Query the Application, Not a Database: “Interactive Queries” in Kafka’s Streams API
by Matthias Sax, Engineer, Confluent
video, slide
Kafka Streams allows to build scalable streaming apps without a cluster. This “Cluster-to-go” approach is extended by a “DB-to-go” feature: Interactive Queries allows to directly query app internal state, eliminating the need for an external DB to access this data. This avoids redundantly stored data and DB update latency, and simplifies the overall architecture, e.g., for micro-services.
下面的内容来自机器翻译:
Kafka Streams允许在没有群集的情况下构建可扩展的流式应用程序。这种“Cluster-to-go”方法通过“DB-to-go”功能进行扩展:交互式查询允许直接查询应用程序内部状态,无需外部数据库来访问这些数据。这避免了冗余存储的数据和数据库更新等待时间,并且简化了整体架构,例如对于微服务。

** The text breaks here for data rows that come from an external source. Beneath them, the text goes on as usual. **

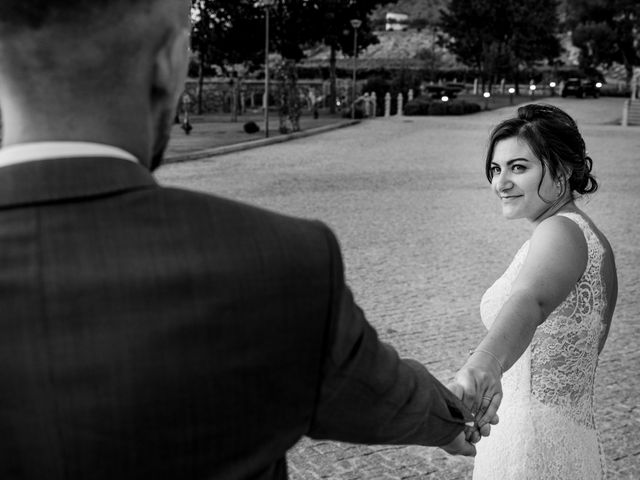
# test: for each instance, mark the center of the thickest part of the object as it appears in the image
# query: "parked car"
(581, 87)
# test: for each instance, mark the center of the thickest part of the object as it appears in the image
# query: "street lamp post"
(265, 101)
(355, 23)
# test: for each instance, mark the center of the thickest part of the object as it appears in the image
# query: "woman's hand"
(479, 379)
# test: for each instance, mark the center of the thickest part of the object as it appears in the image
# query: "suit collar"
(28, 152)
(65, 179)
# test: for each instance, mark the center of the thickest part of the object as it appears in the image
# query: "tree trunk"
(332, 80)
(200, 85)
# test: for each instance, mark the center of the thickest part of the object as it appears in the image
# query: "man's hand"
(479, 380)
(460, 446)
(473, 432)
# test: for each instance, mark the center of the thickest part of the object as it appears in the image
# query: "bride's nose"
(502, 182)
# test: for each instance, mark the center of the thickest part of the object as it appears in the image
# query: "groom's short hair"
(20, 15)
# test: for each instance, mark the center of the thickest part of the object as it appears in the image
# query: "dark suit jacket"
(156, 333)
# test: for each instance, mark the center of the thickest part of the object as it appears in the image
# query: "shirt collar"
(30, 152)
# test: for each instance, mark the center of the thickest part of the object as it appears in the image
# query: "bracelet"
(479, 350)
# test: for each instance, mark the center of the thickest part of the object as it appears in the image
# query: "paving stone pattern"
(422, 238)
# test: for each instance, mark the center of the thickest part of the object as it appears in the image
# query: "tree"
(606, 31)
(334, 21)
(498, 37)
(218, 36)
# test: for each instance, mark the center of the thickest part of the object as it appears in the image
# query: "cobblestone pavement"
(423, 237)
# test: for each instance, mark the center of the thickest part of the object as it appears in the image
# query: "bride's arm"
(556, 260)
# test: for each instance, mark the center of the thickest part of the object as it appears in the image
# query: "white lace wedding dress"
(547, 428)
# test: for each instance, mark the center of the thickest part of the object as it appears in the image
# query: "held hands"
(464, 443)
(479, 380)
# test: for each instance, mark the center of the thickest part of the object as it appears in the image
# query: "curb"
(238, 147)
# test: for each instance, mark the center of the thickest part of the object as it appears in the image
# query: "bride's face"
(525, 189)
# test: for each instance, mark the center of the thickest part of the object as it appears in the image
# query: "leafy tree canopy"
(499, 36)
(606, 31)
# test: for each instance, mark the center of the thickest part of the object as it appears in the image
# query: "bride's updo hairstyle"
(553, 137)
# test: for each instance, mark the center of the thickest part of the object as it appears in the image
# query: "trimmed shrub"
(251, 127)
(425, 106)
(417, 106)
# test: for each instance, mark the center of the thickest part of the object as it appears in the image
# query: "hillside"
(428, 10)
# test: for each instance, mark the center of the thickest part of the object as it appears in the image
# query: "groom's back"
(140, 342)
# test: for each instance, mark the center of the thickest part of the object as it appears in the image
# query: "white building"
(397, 21)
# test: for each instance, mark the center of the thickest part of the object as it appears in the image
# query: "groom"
(151, 332)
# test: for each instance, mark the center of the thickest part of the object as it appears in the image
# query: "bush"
(251, 127)
(417, 106)
(359, 110)
(425, 106)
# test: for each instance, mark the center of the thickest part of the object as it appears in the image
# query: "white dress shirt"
(30, 152)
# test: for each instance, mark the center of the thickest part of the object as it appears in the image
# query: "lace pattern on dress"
(547, 428)
(565, 347)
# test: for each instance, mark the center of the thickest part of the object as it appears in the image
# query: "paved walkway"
(423, 237)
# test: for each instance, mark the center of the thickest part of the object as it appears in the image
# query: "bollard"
(374, 101)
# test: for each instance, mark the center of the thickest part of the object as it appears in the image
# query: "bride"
(549, 314)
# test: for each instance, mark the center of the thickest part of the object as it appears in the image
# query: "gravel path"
(423, 237)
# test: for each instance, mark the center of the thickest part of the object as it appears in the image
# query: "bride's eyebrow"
(513, 160)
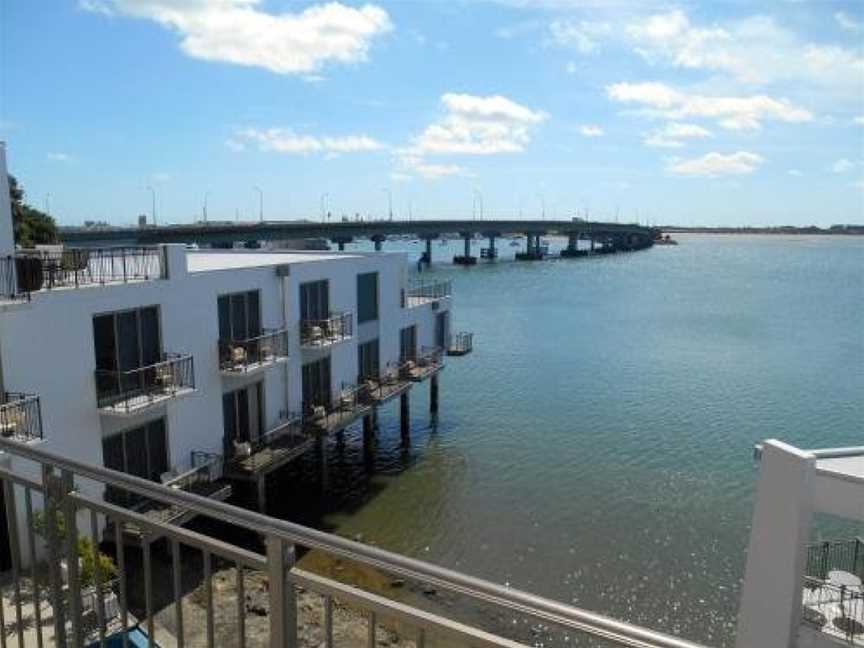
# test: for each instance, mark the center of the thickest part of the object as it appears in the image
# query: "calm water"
(596, 447)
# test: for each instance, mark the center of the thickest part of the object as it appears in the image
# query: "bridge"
(611, 237)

Real-Time Document Rankings with Kafka Streams
by Hunter Kelly, Senior Software/Data Engineer, Zalando
video, slide
The HITS algorithm creates a score for documents; one is “hubbiness”, the other is “authority”. Usually this is done as a batch operation, working on all the data at once. However, with careful consideration, this can be implemented in a streaming architecture using KStreams and KTables, allowing efficient real time sampling of rankings at a frequency appropriate to the specific use case.
下面的内容来自机器翻译:
HITS算法为文档创建分数;一个是“喧嚣”,一个是“权威”。通常这是作为批处理操作完成的,一次处理所有的数据。然而,经过慎重的考虑,这可以在使用KStreams和KTables的流式架构中实现,从而以适合特定用例的频率对排名进行高效的实时采样。
Streaming Processing in Python – 10 ways to avoid summoning Cuthulu
by Holden Karau, Principal Software Engineer, IBM
video, slide
<3 Python & want to process data from Kafka? This talk will look how to make this awesome. In many systems the traditional approach involves first reading the data into the JVM and then passing the data to Python, which can be a little slow, and on a bad day results in almost impossible to debug. This talk will look at how to be more awesome in Spark & how to do this in Kafka Streams.
下面的内容来自机器翻译:
<3 Python&想要处理来自Kafka的数据?这个演讲将看看如何使这个真棒。在许多系统中,传统的方法是首先将数据读入JVM,然后将数据传递给Python,这可能会稍微慢一点,而在糟糕的一天中,几乎不可能调试。这个演讲将讨论如何在Spark中更加棒,以及如何在Kafka Streams中做到这一点。